The Hiawatha impact structure is a probable impact structure discovered beneath the Hiawatha Glacier in northwest Greenland, from which it gets its name. It was identified using airborne radar surveys that showed the presence of a crater-like depression in the bedrock beneath the ice. Shocked quartz grains and melt rock clasts have been found in fluvio-glacial sediments deposited by a river that drains the area of the structure. The timing of the impact has been dated using argon–argon dating and uranium–lead dating of zircon crystals within the melt rock to 57.99 ± 0.54 million years ago, during the late Paleocene.

==Discovery==
In 2016 airborne radar surveys were acquired by the Alfred Wegener Institute to investigate the morphology of the bedrock surface beneath the ice. The results of this dataset were combined with existing data acquired by NASA as part of their Program for Arctic Regional Climate Assessment and Operation IceBridge. A circular depression was evident in the bedrock surface, which coincides closely with a circular feature on the ice surface. Fieldwork was also carried out at the margin of the ice sheet in the summer of 2016 and evidence of an impact structure was found in sediment samples taken from the river draining the crater.

==Morphology==
The circular depression is about 31 km across and has a well-defined rim. The rim-to-floor depth is about 320 m and a broad central uplift has been identified with a prominence of 50 m. Two sub-glacial channels cut through the southeastern rim becoming poorly defined within the depression, before a single channel cuts the northwestern rim, carrying the outflow river.

==Evidence of origin==
Apart from the clearly defined circular depression, the identification of the feature as an impact structure is based on field samples taken from fluvio-glacial sediments from the outwash deposits of the river that drains the crater. Initial samples from the 2016 fieldwork contained shocked quartz grains with multiple planar deformation features (PDFs). The observed orientation of the PDFs is consistent with a high-pressure origin. Further analysis of samples taken in 2019 identified clasts of melt rock, containing shocked zircon grains.

==Dating==
Argon–argon dating was used on quartz grains found in samples of fluvio-glacial sand. Grains were identified as probable melted quartz based on shape and colour. The resulting Ar–Ar age spectra gave saddle-shaped patterns for 29 out of the 50 grains. No well-developed plateau were seen in any of the samples but two gave "mini-plateaus" indicating Late Paleocene ages, consistent with the saddles from the other samples.
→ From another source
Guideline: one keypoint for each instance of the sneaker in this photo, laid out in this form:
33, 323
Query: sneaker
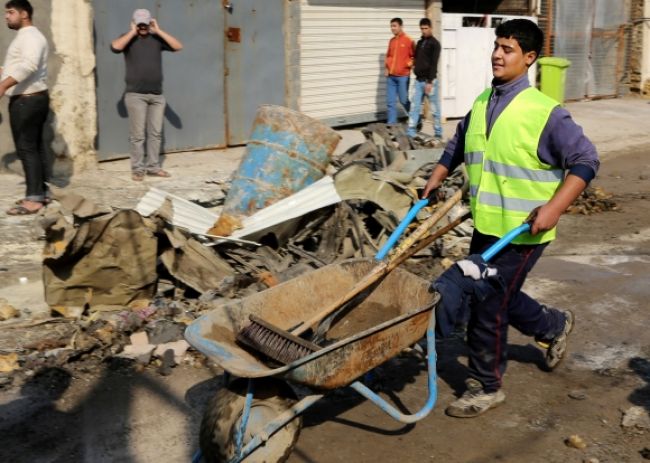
475, 401
556, 349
Uranium-Lead dating was used on both undeformed and shocked zircon grains found within the identified melt rock clasts sampled during field work in 2019. Undeformed zircons gave ages generally consistent with the age of the regional basement geology, which is mainly Paleoproterozoic. The shocked zircons show clear evidence of being affected by a younger event, with an overall discordant age distribution, interpreted as partial resetting with a well-developed concordant plateau at the younger ages, indicating an age of about 58 million years ago for the impact.
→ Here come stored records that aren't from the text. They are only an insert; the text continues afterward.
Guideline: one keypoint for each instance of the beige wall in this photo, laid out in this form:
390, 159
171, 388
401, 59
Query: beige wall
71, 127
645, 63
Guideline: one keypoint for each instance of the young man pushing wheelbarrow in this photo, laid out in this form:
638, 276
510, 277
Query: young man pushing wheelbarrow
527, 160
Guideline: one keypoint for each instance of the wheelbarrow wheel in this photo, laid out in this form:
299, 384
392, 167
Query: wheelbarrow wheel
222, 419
Initial speculations of the crater having a much younger age, during the Pleistocene, led to failed predictions of an association with the controversial Younger Dryas impact hypothesis. The Late Paleocene age is not directly associated with any clear climatic effects.

==Impactor==
The nature of the impactor responsible for the observed impact structure has been derived from field samples, which suggest that the asteroid responsible was a strongly fractionated iron type. For the size of crater observed, an impactor of about 1.5 km across is indicated.